Lou Ann, who had lived here long enough to make the association, said the sound of the cicadas made her hot. For me it went way beyond that. I used the air hose to blast the accursed insects out of the low branches of the Palo Verde trees around Mattie’s, sending them diving and screaming off through the air like bottle rockets. Every time I walked past the mural of Jesus Is Lord I begged Him for rain.

But every day the paper said: No precipitation expected.

“Remember that time at the zoo?” Lou Ann asked, still occupied with the Liberty, Kansas, horror. “About those Siamese twins born pregnant, or whatever it was?”

“I remember the giant turtles,” I said.

Lou Ann laughed. “Now how’s a turtle manage to be pregnant, I’d like to know. Do they get maternity shells? I almost feel like going back to see how she’s doing.”

“Do you know what Estevan told me?” I asked Lou Ann. “In Spanish, the way to say you have a baby is to say that you give it to the light. Isn’t that nice?”

“You give the baby to the light?”

“Mmm-hmm.” I was reading a piece about earthquakes under the ocean. They cause giant waves, but in a ship you can’t feel it at all, it just rolls under you.

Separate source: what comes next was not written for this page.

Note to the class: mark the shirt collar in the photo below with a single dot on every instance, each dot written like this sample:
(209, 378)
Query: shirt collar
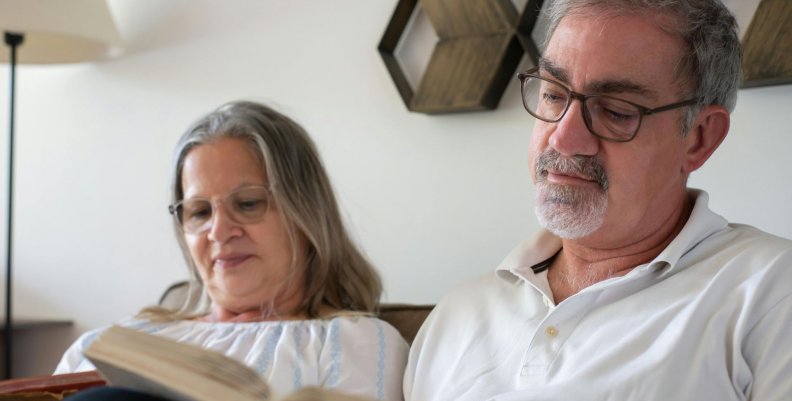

I twisted my hair into a knot to try and get it off my sweaty neck. I looked enviously at Lou Ann’s blond head, cropped like a golf course.

“I was so sure Dwayne Ray was going to be a Siamese twin or something,” she said. “Because I was so big. When he was born I had to ask the doctor about fifteen times if he was normal, before it sunk in. I just couldn’t believe he was okay.”

“And now you just can’t believe he’s going to get through a day without strangling or drowning in an ice chest,” I said, but in a nice way. I put down the paper and gave Lou Ann my attention. “Why do you think you’re such a worry wart, if you don’t mind my asking?”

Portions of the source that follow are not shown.